GREENSBORO — Even those closest to the impending layoff in Guilford County can’t say when it will happen, though the prediction initially was for early this week.
“If they don’t do it this week, they might do it next week,” said Melvin “Skip” Alston, the Board of Commissioners chairman .
On March 17, Alston said he expected another round of county layoffs by early this week. By midday Tuesday there was no hint one was coming.
“We’re not on anyone’s time schedule,” Alston said.
Brenda Jones-Fox and human resources Director Sharisse Fuller are working on the cuts, Alston said, with help from himself and Vice Chairman Steve Arnold.
An earlier layoff, Alston and others said, was meant to help keep the county’s property tax rate down in 2009-10.
Few specifics on the layoff are available, including how many employees it could entail or if any departments are targeted.
Some county services affected by the 35 cuts last month included the economic and community development office, public health and the planning department.
Fox, who ultimately decides who’s laid off, has not returned multiple messages from the News & Record, including one left Tuesday.
When talking layoffs, Alston and some other commissioners have said that county government is too big, and they want to save taxpayers money.
“I’m trying to be as open as possible, and considering that I’m dealing with jobs and livelihoods,” Alston said.
On March 2, the News & Record asked Guilford County for documents, minutes and notes related to the reduction in force Feb. 23.
The county replied with a copy of its layoff policy and a sample worksheet to rank employees on longevity, cross-training and other factors. Three copies of e-mails were sent on retirement and vacation pay. No information about specific positions was provided.

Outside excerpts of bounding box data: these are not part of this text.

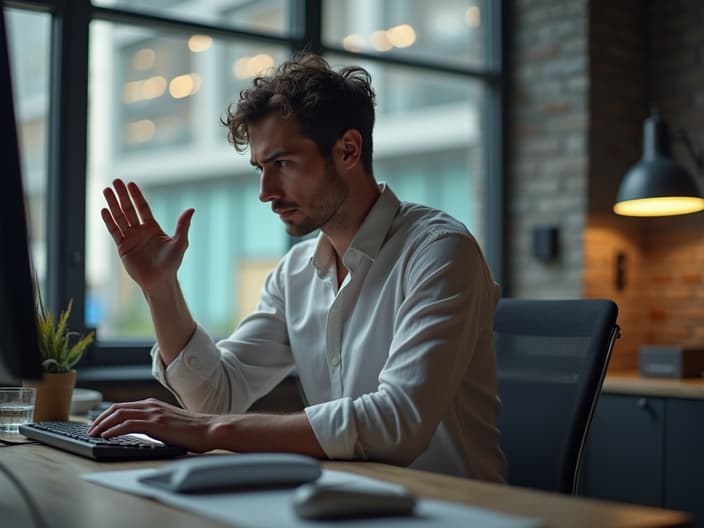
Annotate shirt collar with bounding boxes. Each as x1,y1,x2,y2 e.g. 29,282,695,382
311,183,401,274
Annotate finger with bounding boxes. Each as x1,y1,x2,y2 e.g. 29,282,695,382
103,187,130,235
100,209,123,244
113,179,139,226
88,402,148,436
127,182,154,222
174,209,196,244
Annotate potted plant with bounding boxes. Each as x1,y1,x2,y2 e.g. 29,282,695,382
27,293,94,422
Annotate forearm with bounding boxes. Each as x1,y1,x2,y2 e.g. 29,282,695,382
144,279,196,366
208,413,327,458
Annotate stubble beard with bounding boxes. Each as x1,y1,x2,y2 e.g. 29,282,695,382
286,161,349,237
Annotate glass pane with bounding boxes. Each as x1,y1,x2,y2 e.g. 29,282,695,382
86,22,288,339
5,9,51,282
327,56,485,243
93,0,290,35
323,0,490,67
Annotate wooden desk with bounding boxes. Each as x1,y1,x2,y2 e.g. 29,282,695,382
0,444,689,528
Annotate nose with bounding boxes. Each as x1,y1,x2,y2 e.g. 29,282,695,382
259,169,282,202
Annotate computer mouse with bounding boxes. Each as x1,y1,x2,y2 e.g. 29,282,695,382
139,453,321,493
293,483,416,520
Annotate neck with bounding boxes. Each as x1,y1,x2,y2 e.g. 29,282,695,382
321,178,381,266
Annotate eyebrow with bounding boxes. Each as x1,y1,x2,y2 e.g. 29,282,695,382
249,150,291,167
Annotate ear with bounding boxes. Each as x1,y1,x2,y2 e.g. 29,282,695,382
334,128,362,169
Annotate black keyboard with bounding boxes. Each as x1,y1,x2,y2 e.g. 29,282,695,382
20,422,187,461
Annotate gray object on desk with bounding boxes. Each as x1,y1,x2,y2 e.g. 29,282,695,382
139,453,322,493
293,483,416,519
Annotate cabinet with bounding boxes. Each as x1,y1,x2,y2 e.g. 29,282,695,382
580,393,704,528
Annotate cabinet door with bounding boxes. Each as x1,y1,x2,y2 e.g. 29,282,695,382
665,398,704,527
579,394,665,507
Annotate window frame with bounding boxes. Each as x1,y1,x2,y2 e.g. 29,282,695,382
2,0,508,369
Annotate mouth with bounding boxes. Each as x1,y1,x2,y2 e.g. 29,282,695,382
274,209,296,221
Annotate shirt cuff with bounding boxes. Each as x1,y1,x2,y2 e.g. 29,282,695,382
304,398,364,460
151,325,220,392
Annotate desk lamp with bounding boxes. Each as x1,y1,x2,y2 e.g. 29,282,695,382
614,112,704,216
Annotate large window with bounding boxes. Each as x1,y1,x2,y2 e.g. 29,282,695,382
5,0,502,364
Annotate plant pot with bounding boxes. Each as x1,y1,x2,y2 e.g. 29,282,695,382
24,370,76,422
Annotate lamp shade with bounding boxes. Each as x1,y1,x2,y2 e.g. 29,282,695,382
614,114,704,216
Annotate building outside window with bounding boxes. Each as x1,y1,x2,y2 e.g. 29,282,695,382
5,0,500,361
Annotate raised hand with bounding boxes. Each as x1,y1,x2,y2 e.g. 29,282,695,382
100,179,195,292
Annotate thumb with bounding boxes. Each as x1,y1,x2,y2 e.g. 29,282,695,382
174,208,196,243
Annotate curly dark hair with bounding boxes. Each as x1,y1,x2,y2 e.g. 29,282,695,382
221,53,375,175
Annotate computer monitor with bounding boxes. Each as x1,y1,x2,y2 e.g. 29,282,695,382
0,7,42,385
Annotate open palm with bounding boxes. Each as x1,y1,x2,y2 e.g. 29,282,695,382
101,180,194,291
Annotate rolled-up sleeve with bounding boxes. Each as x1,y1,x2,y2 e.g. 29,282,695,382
151,262,293,413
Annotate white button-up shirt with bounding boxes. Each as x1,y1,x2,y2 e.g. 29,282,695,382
152,185,505,481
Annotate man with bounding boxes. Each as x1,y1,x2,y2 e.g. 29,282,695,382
91,55,505,481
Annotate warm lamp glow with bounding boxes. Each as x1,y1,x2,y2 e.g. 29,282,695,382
614,196,704,216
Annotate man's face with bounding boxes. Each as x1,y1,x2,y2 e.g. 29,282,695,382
249,113,349,236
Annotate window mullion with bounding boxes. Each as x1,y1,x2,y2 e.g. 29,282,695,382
45,0,90,332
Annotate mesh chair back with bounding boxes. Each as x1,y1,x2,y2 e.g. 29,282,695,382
494,299,618,493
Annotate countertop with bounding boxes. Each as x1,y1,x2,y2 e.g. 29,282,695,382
602,370,704,400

Interim County Attorney Matt Mason said that any other information was withheld under state laws that protect government employee personnel files.
Commissioner Linda Shaw defended the layoffs, Arnold and Alston.
“We’re just trying to help the taxpayers out there by not raising their taxes,” Shaw said. “What is the big deal about doing away with positions that are not needed?”
Budget hearings that Fox called to determine the layoffs included Commissioners Arnold and Billy Yow.
Ashley Matlock Perkinson, an attorney with the N.C. Press Association, said that an argument could be made that a meeting involving the two commissioners should have been open to the public.
“It seems to me that this three-member team is a committee exercising a policy-making function.” The Open Meetings law provides that “each official meeting of a public body shall be open to the public, and any person is entitled to attend such a meeting,” she said.
Commissioners say the talks fall under personnel law and should be closed.
But Perkinson said she believes that general personnel policy issues are not necessarily exempted from the public meetings law.